Atkinson serves on the Homeless Services Site Evaluation Commission. It's a group that will pick the location of the new shelters in the state.

She was not alone in expressing her fears about what's happening on Rio Grande.

“Summer's here,” one person who addressed the commission said. “The tsunami is upon us. The populations are crazy, and substance abuse: The drug distribution is outrageous!”

Homeless advocates claim the people causing the problems aren't the homeless, but rather drug dealers and others who prey upon those who are down on their luck.

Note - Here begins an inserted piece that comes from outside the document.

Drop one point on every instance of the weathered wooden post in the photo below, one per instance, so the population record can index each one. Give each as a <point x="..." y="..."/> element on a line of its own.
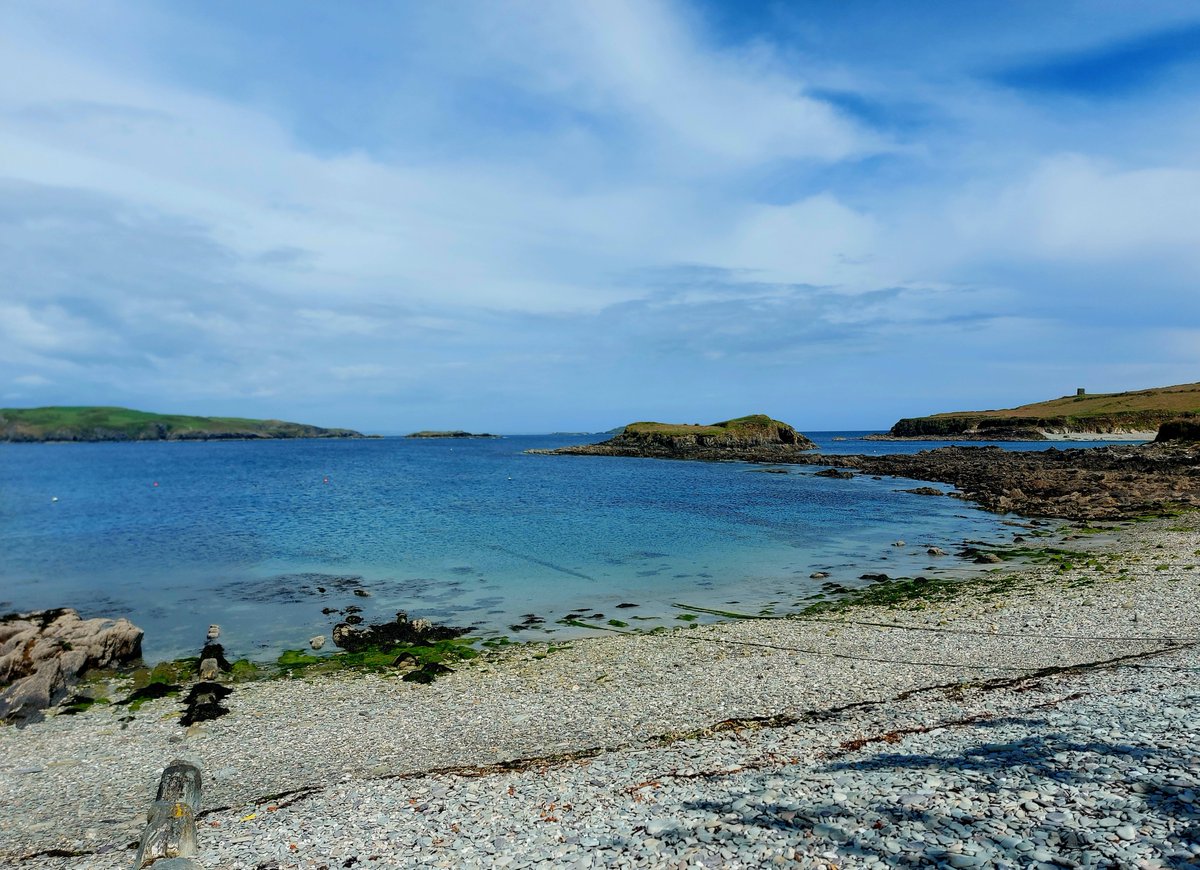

“We've got a real problem with spice,” Atkinson said. “I think it's as cheap as going and buying a bottle of beer.”

The commission took Atkinson's words seriously. The legislature is funding new shelters and more health care and mental health resources over the next three years.

But there's also a short-term need.

“It gives more motivation to the committee to solve it,” said David Litvack, deputy chief of staff for the Salt Lake City Mayor’s Office. “It also, I think, is affirming we're moving in the right direction.”

Salt Lake City police are beefing up patrols in the summer months.

Mary Hogle, the only formerly homeless person to serve on the commission, says you can help out. She said stop going down to Rio Grande thinking you're doing a good deed.

“Money, clothes, gift cards: It has to stop,” Hogle said. “Donate the money to the clinic, to the Road Home, to Catholic Community Services, or pass out $5 McDonald's cards, but don't do it in your car and don't do it as you drive down the street. Donate in your community, because it's just not helping our community."

The commission may begin looking at properties for a shelter as early as this fall.